La réponse de Josh Mandel lors du débat, qui s’est tenu dans une église afro-américaine de Cleveland, était tout sauf habituelle. Il s’est adressé directement à Harper, qui est Noire.

« Morgan, connais-tu le seul pays sur toute la planète où les Africains n’ont pas été amenés comme esclaves ? L’État juif d’Israël », a déclaré Mandel. « Pendant le mouvement des droits civiques, les meilleurs partenaires de Martin Luther King étaient juifs. En fait, des Juifs sont morts en marchant main dans la main, bras dessus, bras dessous, avec MLK pour faire avancer la cause des droits civiques. »

Le rapport entre l’esclavage ou l’alliance entre les Juifs américains et les Noirs à l’époque des droits civiques et la menace iranienne n’est pas clair ; Morgan avait l’air perplexe pendant que Mandel donnait sa réponse, et ce dernier n’a pas répondu à une demande de précisions de la Jewish Telegraphic Agency.

M. Mandel a ensuite abordé le conflit israélo-palestinien en déclarant qu’il « y a une raison pour laquelle les pays arabes ne veulent pas des Palestiniens : c’est parce que, à maintes reprises, les dirigeants palestiniens se sont comportés comme des animaux ».

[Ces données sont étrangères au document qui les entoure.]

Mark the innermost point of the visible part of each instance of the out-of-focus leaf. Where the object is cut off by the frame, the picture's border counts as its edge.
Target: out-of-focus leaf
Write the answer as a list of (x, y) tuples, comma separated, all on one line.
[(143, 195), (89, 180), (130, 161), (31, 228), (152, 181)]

Ces propos lui ont valu une réprimande de la part de Harper. « Je dois vraiment réagir à une partie de cette rhétorique, honnêtement très dangereuse, que mon adversaire avance ici aujourd’hui », a-t-elle déclaré.  « Ces propos contribuent à des choses comme l’islamophobie que nous avons vu se produire dans diverses parties de notre État et de notre pays, et il est vraiment irresponsable pour quelqu’un qui essaie de siéger au Sénat des États-Unis de se tenir ici et de dire ce genre de choses.  »

La réponse de Mme Harper à la question initiale, concernant la menace de l’Iran, était, pour sa part, habituelle des démocrates de la gauche progressiste : « Je suis favorable à ce que l’on continue à faire ce qui est nécessaire pour protéger Israël en tant qu’État », a déclaré Mme Harper, ancienne avocate chargée de la protection des consommateurs pour l’administration Obama. Elle a ajouté que, concernant le conflit israélo-palestinien, « les Israéliens et les Palestiniens jouissent des droits humains, qui doivent être protégés » et que les habitants de l’Ohio méritent d’entendre « toutes les parties sur cette question ».

M. Mandel a fait l’objet d’un examen minutieux pour être passé du statut de républicain modéré lorsqu’il était trésorier d’État dans la première partie de la dernière décennie, à celui de politicien de la droite radicale qui soutient l’ancien président américain Donald Trump et ses fausses déclarations selon lesquelles il aurait gagné les dernières élections.

Le débat Harper-Mandel est inhabituel car les deux candidats ne sont pas encore candidats à l’investiture et doivent affronter des primaires compétitives dans leurs partis respectifs.